In [15]:
import json
import kfp
import kfp.dsl as dsl
import kfp.components as comp
from kfp.components import OutputPath

#### Pipeline Configurations

In [16]:
# replace this value with the value of the KFP host name
KFP_HOST_NAME = 'https://XYZ.pipelines.googleusercontent.com/'
# change caching policy of KFP run (useful in debug/dev mode)
disable_cache = False
# year from which to use the financial data
year_from = 1990
# number of latest days to holdout for validation
holdout_days = 30
# number of random iterations for random search hyperparameter optimization
random_iterations = 3
# Number of trees in random forest
n_estimators = [150, 250, 300, 400]
# Number of features to consider at every split
max_features = ['sqrt']
# Maximum number of levels in tree
max_depth = [5, 10, 25]
# Minimum number of samples required to split a node
min_samples_split = [2, 3, 5, 10]
# Minimum number of samples required at each leaf node
min_samples_leaf = [1, 2, 4]
# Method of selecting samples for training each tree
bootstrap = [True]

In [17]:
client = kfp.Client(host=KFP_HOST_NAME)

#### Component - Download Raw Data

In [18]:
def download_raw_data(raw_data_path: str) -> str:
    '''download data from Yahoo Finance'''
    import yfinance as yf
    sp500_df = yf.download('^GSPC', progress=False)
    print('Downloaded data...')
    print(sp500_df.head())
    print('trying to write to GS')
    sp500_df.to_parquet(raw_data_path, compression='GZIP')
    print('Done!')
    return raw_data_path

In [19]:
# create a KFP component
download_raw_data_op = comp.create_component_from_func(
    download_raw_data, output_component_file='download_raw_data.yaml', packages_to_install=['yfinance', 'fastparquet', 'fsspec', 'gcsfs'])

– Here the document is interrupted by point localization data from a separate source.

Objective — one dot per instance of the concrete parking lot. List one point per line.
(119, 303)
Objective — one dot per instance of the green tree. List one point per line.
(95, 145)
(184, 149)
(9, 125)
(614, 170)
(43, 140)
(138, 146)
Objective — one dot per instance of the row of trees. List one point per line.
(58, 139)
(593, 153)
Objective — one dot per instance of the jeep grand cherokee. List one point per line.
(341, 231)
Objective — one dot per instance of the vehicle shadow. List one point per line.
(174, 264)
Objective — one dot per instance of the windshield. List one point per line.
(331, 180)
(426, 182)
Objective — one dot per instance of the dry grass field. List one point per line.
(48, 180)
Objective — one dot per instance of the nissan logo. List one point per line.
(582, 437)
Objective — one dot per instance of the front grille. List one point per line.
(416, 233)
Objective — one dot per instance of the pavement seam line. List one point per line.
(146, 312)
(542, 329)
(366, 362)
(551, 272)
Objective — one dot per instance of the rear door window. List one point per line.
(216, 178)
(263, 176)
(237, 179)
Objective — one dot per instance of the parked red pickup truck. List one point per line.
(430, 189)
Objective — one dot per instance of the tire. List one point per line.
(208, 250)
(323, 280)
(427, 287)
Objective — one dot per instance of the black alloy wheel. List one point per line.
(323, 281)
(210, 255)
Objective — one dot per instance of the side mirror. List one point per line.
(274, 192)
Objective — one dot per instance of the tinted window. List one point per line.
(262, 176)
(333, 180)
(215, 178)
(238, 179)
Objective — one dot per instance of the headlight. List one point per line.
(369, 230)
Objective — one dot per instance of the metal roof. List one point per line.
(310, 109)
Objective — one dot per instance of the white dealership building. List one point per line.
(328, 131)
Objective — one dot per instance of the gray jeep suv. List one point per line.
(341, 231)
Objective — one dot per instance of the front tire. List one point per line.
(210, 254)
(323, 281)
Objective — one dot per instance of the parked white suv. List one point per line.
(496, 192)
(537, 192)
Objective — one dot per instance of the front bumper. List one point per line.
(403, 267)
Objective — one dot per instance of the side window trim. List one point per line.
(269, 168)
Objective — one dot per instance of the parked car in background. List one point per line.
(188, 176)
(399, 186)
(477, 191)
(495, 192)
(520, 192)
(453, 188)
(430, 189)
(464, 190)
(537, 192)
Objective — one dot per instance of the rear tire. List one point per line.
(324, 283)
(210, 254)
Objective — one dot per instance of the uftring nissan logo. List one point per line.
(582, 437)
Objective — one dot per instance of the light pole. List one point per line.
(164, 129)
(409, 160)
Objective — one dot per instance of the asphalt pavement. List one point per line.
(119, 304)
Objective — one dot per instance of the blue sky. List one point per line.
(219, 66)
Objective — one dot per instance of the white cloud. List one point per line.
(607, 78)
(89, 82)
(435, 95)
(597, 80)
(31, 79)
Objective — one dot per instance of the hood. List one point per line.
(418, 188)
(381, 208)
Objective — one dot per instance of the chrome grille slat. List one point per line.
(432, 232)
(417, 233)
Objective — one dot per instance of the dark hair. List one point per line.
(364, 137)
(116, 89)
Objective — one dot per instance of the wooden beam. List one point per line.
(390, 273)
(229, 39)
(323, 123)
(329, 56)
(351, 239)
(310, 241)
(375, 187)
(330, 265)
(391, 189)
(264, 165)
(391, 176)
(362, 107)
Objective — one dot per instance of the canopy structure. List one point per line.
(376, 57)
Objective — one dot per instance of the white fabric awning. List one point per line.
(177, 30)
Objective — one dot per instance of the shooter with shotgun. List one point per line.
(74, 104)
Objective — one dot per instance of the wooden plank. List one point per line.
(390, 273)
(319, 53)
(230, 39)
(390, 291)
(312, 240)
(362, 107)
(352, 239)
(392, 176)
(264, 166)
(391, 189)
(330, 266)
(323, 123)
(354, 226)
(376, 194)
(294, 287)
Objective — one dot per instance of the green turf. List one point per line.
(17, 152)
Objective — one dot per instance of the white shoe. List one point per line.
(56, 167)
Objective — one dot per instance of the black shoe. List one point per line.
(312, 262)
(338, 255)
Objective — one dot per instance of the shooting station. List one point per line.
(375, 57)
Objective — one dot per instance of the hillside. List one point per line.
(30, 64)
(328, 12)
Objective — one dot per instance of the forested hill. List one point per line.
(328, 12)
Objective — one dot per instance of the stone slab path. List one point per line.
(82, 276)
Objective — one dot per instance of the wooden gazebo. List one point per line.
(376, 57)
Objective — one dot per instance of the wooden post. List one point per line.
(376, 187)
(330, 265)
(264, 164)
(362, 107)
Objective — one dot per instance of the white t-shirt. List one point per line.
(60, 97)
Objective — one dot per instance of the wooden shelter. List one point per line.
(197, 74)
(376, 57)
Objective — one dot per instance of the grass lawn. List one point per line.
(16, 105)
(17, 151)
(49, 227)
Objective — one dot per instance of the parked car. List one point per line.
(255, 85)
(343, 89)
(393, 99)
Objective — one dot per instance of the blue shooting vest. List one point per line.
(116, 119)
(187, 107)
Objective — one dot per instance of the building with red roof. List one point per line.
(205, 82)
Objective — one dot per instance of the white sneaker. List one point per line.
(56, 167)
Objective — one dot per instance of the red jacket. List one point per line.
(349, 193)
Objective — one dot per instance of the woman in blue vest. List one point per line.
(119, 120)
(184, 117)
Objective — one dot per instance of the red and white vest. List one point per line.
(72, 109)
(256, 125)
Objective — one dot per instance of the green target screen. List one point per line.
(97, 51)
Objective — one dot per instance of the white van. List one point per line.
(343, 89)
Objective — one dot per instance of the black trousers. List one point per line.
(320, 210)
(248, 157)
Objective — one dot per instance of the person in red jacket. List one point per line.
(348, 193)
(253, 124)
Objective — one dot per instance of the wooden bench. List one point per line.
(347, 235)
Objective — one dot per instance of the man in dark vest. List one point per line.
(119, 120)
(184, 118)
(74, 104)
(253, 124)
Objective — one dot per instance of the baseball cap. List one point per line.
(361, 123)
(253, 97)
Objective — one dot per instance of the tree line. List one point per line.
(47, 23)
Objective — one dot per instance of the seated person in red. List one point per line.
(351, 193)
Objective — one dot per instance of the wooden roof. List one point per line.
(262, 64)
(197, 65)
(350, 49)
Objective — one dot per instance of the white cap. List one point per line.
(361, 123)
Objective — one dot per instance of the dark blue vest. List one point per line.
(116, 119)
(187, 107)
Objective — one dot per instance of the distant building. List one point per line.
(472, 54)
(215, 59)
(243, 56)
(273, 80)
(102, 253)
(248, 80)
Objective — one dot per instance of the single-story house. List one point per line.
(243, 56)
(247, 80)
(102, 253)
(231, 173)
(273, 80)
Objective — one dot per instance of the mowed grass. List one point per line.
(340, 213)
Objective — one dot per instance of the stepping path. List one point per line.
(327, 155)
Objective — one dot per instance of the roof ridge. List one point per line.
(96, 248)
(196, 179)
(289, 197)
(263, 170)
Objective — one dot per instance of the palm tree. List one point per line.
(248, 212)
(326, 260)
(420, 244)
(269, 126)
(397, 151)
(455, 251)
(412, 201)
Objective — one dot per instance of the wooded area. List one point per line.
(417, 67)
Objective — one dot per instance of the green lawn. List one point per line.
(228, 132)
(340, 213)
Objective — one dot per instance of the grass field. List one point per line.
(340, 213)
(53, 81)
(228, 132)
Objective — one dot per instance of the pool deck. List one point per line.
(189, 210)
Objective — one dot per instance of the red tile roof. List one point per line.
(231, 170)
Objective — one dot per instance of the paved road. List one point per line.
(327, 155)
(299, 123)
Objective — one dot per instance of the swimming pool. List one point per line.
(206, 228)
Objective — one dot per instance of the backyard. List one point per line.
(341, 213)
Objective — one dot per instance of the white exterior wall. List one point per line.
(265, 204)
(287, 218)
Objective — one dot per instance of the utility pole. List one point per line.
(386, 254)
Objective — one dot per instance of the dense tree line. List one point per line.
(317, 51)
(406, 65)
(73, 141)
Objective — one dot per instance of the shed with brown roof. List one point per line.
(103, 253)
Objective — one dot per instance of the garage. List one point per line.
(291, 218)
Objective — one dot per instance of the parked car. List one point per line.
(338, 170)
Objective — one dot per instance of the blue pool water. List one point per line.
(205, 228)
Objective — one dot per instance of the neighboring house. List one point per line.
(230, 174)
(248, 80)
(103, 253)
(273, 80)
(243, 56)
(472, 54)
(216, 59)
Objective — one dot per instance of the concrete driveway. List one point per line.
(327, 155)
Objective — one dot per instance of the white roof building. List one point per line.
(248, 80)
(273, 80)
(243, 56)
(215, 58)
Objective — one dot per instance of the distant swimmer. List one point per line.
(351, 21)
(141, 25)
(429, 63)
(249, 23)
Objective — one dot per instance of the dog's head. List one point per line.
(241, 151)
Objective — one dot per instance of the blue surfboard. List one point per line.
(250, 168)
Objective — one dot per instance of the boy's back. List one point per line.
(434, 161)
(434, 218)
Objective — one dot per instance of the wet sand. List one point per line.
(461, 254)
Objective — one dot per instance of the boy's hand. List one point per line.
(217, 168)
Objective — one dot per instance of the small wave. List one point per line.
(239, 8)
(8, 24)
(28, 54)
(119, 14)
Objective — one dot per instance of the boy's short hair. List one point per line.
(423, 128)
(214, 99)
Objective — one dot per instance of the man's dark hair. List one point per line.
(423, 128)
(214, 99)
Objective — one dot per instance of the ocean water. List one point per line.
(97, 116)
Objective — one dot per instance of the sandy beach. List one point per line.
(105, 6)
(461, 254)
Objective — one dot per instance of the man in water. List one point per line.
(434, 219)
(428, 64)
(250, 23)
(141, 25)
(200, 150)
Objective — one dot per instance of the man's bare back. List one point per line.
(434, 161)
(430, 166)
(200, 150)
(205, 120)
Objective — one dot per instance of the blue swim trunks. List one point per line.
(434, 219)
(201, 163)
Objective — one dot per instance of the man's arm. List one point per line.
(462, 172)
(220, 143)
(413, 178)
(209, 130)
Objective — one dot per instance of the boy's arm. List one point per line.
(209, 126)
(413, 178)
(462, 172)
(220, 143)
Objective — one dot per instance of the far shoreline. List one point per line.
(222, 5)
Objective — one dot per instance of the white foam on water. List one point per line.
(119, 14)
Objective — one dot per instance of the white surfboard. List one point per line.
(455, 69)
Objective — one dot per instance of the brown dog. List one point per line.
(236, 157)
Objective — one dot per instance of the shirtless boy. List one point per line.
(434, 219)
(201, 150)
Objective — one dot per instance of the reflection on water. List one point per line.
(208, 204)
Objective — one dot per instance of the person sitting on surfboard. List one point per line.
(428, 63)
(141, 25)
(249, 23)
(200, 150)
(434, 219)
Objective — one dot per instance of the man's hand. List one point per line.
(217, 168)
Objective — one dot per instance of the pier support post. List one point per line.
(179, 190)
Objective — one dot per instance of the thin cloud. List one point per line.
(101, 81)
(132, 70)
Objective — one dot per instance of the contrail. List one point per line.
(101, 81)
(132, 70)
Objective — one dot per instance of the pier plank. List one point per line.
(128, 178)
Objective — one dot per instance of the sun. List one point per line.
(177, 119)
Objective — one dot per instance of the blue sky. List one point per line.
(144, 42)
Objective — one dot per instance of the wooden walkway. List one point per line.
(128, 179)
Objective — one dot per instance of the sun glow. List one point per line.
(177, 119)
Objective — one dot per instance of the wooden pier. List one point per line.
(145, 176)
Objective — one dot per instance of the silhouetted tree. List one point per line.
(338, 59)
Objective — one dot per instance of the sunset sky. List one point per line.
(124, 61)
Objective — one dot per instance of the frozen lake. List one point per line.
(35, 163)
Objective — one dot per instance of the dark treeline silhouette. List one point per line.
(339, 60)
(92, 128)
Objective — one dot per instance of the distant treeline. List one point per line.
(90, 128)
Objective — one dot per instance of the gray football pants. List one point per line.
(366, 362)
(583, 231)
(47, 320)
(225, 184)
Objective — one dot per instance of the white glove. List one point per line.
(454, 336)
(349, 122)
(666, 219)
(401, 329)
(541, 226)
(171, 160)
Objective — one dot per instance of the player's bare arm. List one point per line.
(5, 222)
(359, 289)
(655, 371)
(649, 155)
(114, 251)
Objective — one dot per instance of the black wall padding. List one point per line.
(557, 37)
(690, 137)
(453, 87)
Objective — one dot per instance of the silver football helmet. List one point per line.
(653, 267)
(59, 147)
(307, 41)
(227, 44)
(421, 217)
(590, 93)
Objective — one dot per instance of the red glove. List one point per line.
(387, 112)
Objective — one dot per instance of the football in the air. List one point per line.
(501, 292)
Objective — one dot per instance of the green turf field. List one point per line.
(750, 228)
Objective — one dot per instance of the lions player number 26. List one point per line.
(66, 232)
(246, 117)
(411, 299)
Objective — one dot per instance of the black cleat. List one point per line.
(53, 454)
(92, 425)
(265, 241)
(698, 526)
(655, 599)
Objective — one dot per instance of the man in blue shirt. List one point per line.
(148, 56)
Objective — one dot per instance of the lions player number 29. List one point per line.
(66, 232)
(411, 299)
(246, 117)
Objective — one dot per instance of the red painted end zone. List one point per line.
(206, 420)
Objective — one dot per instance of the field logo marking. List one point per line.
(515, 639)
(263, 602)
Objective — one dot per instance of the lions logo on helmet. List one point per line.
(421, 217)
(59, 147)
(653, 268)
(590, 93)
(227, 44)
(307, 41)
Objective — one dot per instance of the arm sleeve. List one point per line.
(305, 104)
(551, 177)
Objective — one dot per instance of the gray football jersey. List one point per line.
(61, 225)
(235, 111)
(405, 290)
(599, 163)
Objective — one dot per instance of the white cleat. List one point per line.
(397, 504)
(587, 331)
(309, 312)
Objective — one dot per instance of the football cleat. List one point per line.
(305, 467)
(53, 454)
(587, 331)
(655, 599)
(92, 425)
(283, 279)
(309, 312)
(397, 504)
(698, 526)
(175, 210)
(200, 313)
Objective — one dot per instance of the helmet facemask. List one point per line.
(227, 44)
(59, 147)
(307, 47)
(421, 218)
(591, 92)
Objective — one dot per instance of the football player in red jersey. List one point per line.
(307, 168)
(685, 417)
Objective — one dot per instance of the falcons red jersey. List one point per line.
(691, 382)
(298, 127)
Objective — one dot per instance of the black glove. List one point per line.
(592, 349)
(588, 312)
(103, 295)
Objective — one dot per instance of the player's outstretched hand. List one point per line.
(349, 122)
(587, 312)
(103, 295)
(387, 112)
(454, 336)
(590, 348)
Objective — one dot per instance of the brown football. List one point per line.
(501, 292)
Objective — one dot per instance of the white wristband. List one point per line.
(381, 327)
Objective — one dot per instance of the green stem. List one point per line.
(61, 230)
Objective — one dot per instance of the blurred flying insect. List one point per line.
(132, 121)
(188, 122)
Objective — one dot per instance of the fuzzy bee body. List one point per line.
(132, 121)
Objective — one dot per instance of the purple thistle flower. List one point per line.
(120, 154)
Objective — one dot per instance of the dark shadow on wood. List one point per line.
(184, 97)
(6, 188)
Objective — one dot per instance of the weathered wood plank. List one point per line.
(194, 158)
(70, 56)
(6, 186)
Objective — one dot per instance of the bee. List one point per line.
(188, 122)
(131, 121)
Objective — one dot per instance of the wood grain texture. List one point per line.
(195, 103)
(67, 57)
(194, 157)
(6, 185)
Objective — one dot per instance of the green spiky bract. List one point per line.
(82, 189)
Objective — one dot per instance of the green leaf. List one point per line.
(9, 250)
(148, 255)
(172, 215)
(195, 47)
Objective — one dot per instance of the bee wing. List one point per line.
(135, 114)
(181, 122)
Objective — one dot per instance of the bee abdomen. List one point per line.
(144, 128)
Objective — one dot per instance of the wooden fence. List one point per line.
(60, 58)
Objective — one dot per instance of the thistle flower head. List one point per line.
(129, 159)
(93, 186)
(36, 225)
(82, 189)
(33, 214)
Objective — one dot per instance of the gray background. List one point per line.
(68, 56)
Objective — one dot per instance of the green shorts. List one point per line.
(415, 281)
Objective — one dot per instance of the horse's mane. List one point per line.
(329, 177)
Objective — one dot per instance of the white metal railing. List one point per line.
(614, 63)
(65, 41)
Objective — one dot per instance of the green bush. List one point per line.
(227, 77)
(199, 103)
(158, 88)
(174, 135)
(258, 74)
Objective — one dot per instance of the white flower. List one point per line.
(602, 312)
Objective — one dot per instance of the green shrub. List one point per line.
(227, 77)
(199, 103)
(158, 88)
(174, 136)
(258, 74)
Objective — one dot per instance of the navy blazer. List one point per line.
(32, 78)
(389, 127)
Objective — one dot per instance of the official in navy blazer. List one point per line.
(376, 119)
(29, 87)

#### Component - Feature Processing

In [20]:
def feature_processing(raw_data_path: str, feature_data_path: str, year_from: int) -> str:
    '''calculate features for our machine learning model'''
    import pandas as pd
    from datetime import datetime

    # read dataframe
    sp500_df = pd.read_parquet(raw_data_path)
    
    # create empty df to store feature
    sp500_feautres_df = pd.DataFrame()
    
    average_days_window_closing_price = [5, 30, 120, 365]
    # average price for window of different days
    for window in average_days_window_closing_price:
        sp500_feautres_df['Close__rolling_mean__'+str(window)+'_days'] = sp500_df['Close'].rolling(window).mean().shift(periods=1)
        sp500_feautres_df['Close__rolling_std__'+str(window)+'_days'] = sp500_df['Close'].rolling(window).std().shift(periods=1)
        sp500_feautres_df['Close__rolling_max__'+str(window)+'_days'] = sp500_df['Close'].rolling(window).max().shift(periods=1)
        sp500_feautres_df['Close__rolling_min__'+str(window)+'_days'] = sp500_df['Close'].rolling(window).min().shift(periods=1)
        sp500_feautres_df['Close__rolling_range__'+str(window)+'_days'] = sp500_feautres_df['Close__rolling_max__'+str(window)+'_days'] - sp500_feautres_df['Close__rolling_min__'+str(window)+'_days']
    
    average_days_window_volume = [5, 10, 15]
    # average price for window of different days
    for window in average_days_window_volume:
        sp500_feautres_df['Volume__rolling_max__'+str(window)+'_days'] = sp500_df['Close'].rolling(window).max().shift(periods=1)
        sp500_feautres_df['Volume__rolling_sum__'+str(window)+'_days'] = sp500_df['Close'].rolling(window).sum().shift(periods=1)
        
    # get day of the week
    sp500_df['day_of_week'] = sp500_df.index.dayofweek
    # get quarter
    sp500_df['quarter'] = sp500_df.index.quarter
    
    sp500_feautres_df = pd.concat([sp500_feautres_df, pd.get_dummies(sp500_df['day_of_week'], prefix='day_of_week')], 1)
    sp500_feautres_df = pd.concat([sp500_feautres_df, pd.get_dummies(sp500_df['day_of_week'], prefix='quarter')], 1)
    
    # let's not confuse our model from data from way back
    sp500_feautres_df = sp500_feautres_df[sp500_feautres_df.index > datetime(year=1990, month=12, day=31)]
    # get label for feature dataset
    sp500_timeboxed_feautres_df = pd.merge(sp500_df['Close'], sp500_feautres_df, left_index=True, right_index=True)
    # write out to parquet
    sp500_timeboxed_feautres_df.to_parquet(feature_data_path, compression='GZIP')
    features_numbers = len(sp500_timeboxed_feautres_df.columns) - 1
    total_days = len(sp500_timeboxed_feautres_df)
    print('Writing %s features for %s days' % (features_numbers, total_days))
    print('Done!')
    
    return feature_data_path

In [21]:
# create a KFP component
feature_processing_op = comp.create_component_from_func(
    feature_processing, output_component_file='feature_processing.yaml', packages_to_install=['fastparquet', 'fsspec', 'gcsfs'])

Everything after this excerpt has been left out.